Sorgulayıcı ve eleştirel bir yaklaşım tarzını benimsemiş felsefe, sorulara büyük önem verir ve soruları cevapların bile önünde tutar. Cevapların değil de soruların ön planda tutulmasının başlıca nedeni, filozofların kesinlik peşinde olmayışıdır. Onlar için önemli olan felsefi sorulara verilen cevaplar değil, bu soruları sorarken uğrağımız duraklar ve sorgulama biçimimizdir.
Her felsefi disiplinin kendine has bazı soruları vardır. Örneğin estetik “Güzel nedir?”; etik “İyi ve kötü nedir?” gibi sorular sorar. Her filozof bu sorulara farklı bir şekilde yaklaşabilir ve cevaplarını birbirinden tamamen zıt noktalarda konumlandırabilir. Buna kaynaklık eden ise, yukarıda da belirttiğimiz gibi, felsefenin bir kesinlik arayışında olmayışı ve düşünsel bir etkinlik olarak insandan insana farklı seyretmesidir. Eğer ki her filozof, kendinden önceki filozofun karda bıraktığı ayak izlerini takip ederek yürüseydi, onun gittiği yerden ötesine geçemezdi, onun görmediği yerleri göremezdi. Dolayısıyla soruların farklı yönlerden değerlendirilmesi ve farklı cevaplarla eşleştirilmesi, düşünsel zenginlik açısından oldukça önemli bir faktördür.
Filozoflar sordukları sorular ve verdikleri cevaplarla kendi felsefelerini oluştururlar. Onların felsefesi, onların dünyasının bir ürünüdür. Zamanla daha önce verdikleri cevaplardan vazgeçebilir, yeni sulara yelken açabilir ya da eksiklerini belirleyerek bu eksiklikleri giderebilecekleri çalışmalara yönelebilirler. Bu noktada filozofların birbirini eleştirmesi ve birbirinin düşünceleri ile oynamaları, felsefeyi zenginleştiren bir unsur olarak karşımıza çıkmaktadır.
Bugün "A" düşüncesini benimseyen bir filozof, yarın "B" düşüncesini öne sürebilir ve "A" düşüncesinden tamamen vazgeçebilir. Bir filozofun düşüncesi kendi için bile yüzde yüz kesinlik içermez, değiştirilebilir ya da geliştirilebilirdir. Örneğin, büyük bir filozof olan Wittgenstein, Tractatus Logico-Philosophicus isimli kitabını yazdıktan sonra felsefeyi tamamladığını, artık üzerine koyacak bir şey kalmadığını iddia etmiş, bir süre sonra ise bu fikrini değiştirmekle kalmayıp Tractatus’ta dillendirdiği bazı fikirlerinin de artık arkasında durmayarak yerlerine yenilerini yerleştirmiştir.

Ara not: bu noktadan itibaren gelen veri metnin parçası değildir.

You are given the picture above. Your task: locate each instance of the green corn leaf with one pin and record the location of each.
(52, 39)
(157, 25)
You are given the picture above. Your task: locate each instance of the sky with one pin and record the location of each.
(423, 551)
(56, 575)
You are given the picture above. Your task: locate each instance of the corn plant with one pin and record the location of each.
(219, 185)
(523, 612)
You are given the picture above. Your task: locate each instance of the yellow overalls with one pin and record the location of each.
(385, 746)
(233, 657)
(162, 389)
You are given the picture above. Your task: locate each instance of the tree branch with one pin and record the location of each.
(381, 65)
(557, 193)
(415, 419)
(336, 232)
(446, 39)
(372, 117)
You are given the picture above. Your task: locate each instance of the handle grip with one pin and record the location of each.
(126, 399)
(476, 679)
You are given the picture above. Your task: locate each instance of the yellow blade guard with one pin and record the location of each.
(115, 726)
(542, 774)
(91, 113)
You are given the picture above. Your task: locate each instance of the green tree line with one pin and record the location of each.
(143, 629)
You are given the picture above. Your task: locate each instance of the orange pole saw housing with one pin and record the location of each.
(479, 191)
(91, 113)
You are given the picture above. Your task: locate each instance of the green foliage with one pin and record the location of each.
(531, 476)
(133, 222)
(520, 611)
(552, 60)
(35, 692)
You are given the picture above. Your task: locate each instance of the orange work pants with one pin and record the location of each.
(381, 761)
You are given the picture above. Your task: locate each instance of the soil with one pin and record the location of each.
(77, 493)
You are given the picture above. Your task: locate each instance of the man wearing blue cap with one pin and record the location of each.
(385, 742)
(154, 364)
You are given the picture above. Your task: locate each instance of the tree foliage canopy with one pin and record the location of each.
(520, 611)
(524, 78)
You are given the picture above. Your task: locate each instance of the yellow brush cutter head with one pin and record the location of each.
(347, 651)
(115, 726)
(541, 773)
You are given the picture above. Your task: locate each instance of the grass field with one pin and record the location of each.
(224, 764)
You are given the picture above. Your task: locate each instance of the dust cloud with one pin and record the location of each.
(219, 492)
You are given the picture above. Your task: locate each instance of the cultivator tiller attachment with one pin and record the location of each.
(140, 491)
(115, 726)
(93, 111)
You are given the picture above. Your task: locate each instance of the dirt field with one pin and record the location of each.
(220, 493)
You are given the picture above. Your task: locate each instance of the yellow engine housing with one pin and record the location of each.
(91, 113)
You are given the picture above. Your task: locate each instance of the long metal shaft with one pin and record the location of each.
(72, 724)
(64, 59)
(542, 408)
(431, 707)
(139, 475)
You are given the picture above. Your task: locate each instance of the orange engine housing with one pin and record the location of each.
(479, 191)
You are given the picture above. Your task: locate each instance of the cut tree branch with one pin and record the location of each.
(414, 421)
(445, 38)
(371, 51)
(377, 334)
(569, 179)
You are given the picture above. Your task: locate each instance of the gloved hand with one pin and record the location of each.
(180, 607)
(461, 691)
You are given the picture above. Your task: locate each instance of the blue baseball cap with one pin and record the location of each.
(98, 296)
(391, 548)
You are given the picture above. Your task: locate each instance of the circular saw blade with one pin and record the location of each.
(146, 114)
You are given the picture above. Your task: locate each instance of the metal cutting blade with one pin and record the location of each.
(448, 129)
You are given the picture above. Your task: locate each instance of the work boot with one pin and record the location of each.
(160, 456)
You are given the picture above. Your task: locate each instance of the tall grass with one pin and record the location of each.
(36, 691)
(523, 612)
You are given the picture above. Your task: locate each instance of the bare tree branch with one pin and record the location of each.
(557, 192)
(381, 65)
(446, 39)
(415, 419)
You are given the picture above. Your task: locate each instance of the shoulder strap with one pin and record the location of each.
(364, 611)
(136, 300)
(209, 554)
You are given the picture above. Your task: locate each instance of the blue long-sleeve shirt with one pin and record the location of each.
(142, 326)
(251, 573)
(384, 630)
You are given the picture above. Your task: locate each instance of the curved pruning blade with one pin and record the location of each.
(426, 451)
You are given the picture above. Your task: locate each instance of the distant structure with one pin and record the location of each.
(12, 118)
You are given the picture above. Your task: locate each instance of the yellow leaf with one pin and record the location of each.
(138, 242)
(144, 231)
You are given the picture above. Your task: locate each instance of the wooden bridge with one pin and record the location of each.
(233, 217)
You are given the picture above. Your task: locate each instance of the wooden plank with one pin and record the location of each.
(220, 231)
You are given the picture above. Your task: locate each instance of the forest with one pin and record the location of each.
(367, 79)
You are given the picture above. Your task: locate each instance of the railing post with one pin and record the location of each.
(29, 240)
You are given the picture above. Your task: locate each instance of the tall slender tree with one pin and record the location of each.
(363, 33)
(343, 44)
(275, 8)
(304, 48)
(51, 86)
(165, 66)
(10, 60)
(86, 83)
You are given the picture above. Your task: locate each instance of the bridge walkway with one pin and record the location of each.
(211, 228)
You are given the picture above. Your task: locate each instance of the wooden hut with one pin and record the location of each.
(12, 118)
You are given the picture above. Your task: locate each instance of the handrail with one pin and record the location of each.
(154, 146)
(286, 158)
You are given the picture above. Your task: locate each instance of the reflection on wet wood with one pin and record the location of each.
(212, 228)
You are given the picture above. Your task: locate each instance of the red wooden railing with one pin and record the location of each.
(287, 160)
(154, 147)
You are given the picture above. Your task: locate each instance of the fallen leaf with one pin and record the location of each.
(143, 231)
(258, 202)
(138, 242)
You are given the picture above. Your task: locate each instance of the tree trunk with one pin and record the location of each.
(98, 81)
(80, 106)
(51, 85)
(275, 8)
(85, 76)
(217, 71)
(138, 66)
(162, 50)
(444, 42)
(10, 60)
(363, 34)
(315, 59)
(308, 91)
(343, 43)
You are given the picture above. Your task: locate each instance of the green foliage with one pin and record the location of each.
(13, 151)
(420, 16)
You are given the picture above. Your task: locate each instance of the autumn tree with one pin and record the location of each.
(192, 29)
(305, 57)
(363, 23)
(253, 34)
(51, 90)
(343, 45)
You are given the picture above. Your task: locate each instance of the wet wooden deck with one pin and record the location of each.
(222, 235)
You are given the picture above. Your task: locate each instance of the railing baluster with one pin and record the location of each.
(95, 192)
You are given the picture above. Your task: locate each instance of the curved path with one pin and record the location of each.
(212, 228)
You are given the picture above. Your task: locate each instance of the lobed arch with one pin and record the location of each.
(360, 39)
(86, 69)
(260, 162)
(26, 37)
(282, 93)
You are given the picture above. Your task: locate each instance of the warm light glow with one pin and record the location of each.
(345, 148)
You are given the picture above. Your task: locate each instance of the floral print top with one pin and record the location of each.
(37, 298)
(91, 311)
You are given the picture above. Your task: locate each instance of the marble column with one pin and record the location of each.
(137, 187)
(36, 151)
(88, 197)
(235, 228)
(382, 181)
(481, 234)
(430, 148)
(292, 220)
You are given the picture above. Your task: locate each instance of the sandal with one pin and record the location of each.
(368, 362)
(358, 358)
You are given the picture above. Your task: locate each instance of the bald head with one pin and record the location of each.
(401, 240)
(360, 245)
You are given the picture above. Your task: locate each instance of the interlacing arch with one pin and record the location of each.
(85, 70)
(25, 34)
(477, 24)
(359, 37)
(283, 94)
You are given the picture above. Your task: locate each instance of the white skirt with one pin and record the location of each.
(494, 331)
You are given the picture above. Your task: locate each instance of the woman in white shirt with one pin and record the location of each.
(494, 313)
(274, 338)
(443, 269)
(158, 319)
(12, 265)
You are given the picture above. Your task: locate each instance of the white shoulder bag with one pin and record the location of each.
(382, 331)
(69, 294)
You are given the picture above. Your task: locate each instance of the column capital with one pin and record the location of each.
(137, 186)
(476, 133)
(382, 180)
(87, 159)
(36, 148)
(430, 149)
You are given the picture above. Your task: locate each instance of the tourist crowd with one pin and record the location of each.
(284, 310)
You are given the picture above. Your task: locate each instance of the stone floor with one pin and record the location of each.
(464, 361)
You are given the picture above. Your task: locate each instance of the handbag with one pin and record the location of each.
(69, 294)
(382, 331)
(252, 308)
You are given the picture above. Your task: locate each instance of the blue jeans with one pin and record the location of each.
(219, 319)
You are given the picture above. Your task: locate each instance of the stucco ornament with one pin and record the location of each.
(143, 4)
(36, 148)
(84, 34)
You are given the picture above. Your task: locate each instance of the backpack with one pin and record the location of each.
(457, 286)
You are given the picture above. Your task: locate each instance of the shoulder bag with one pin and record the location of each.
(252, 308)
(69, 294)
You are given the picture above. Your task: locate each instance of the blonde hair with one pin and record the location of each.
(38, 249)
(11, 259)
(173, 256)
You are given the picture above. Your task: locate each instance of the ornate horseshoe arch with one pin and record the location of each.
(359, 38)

Felsefeye dair kesin olan bir şey varsa, o da felsefenin hiç de kesin olmadığıdır. Sorgulamak, eleştirel yaklaşmak ve değişimden korkmamak felsefenin mihenk taşıdır. Sokrates’in o meşhur cümlesinde de dediği gibi, tek bildiğimiz hiçbir şey bilmediğimizdir ve biz bu yüzden felsefede kesinlik peşinde koşmayız, cevapları soruların önüne koymayız. Felsefe kesinlik içermez ve hiçbir zaman da içermeyecektir.